What happened
Analyst Xanrox, cited by NewsBTC on Friday, June 6, said Bitcoin's break below $71,000 produced a 'double breakdown' from two converging trend channels - a descending channel and an ascending channel that both gave way at roughly the same level. In technical reading, a simultaneous failure of two channels is treated as a high-conviction continuation signal, not a one-off wick. The analyst's read: the crash isn't ending, it's starting.
Xanrox laid out the path in steps. The $60,000 region, the psychological floor that has held this cycle, gets tested next. The analyst doesn't think it holds. From there, the call points to $48,000 as the next stop, with a tail risk extending to the $40,000-$30,000 band. The post landed after May's recovery rolled over into a renewed sell-off this month, flipping the tape from rebound to retest.

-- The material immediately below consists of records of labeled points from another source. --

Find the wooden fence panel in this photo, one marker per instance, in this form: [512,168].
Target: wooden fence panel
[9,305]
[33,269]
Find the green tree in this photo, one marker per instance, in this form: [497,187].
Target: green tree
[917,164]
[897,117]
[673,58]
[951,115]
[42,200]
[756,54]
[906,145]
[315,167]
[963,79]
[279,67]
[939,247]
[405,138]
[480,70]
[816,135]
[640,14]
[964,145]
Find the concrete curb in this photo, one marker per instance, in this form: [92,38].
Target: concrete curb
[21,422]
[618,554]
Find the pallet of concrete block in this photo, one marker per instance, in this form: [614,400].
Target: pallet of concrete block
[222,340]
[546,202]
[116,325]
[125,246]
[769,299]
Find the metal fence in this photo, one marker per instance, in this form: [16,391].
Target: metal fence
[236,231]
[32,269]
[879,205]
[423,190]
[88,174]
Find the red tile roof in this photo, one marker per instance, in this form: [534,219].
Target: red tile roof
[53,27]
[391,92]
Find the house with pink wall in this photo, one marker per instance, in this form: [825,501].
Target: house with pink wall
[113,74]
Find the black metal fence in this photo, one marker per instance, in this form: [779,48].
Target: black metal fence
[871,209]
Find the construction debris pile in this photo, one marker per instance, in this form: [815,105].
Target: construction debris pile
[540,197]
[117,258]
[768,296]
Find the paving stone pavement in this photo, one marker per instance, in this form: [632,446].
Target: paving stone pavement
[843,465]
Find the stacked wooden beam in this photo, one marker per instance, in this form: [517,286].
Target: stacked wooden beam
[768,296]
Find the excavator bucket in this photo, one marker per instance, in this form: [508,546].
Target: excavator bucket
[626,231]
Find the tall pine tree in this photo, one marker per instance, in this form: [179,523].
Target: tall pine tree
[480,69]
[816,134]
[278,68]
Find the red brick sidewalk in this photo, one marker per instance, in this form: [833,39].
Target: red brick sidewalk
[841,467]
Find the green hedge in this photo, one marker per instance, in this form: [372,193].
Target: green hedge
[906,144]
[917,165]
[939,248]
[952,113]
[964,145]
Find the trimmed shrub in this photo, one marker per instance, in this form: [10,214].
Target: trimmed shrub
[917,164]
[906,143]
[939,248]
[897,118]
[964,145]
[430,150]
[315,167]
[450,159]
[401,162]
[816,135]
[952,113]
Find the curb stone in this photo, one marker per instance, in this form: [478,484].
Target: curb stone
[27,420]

The analyst also pointed at the structure of the sell-off itself. Per the post, large players - framed as 'banks' in the original commentary - are now driving direction through futures positioning, and could push price down 20% in a single session once short pressure kicks in. That mechanic, if it plays out, lands on a market already thinning out as users move to cash.
Why it matters
A double channel breakdown is the kind of setup chart-driven desks lean on for sizing. It's not a prediction. It's a level structure that tells traders where stops sit and where the next pocket of liquidity lives. Losing $71,000 cleared the first shelf. The $60,000 line is the one that matters now - it's the cycle swing low, and a weekly close below it would invalidate the 'higher low' read that bulls have leaned on since the spring.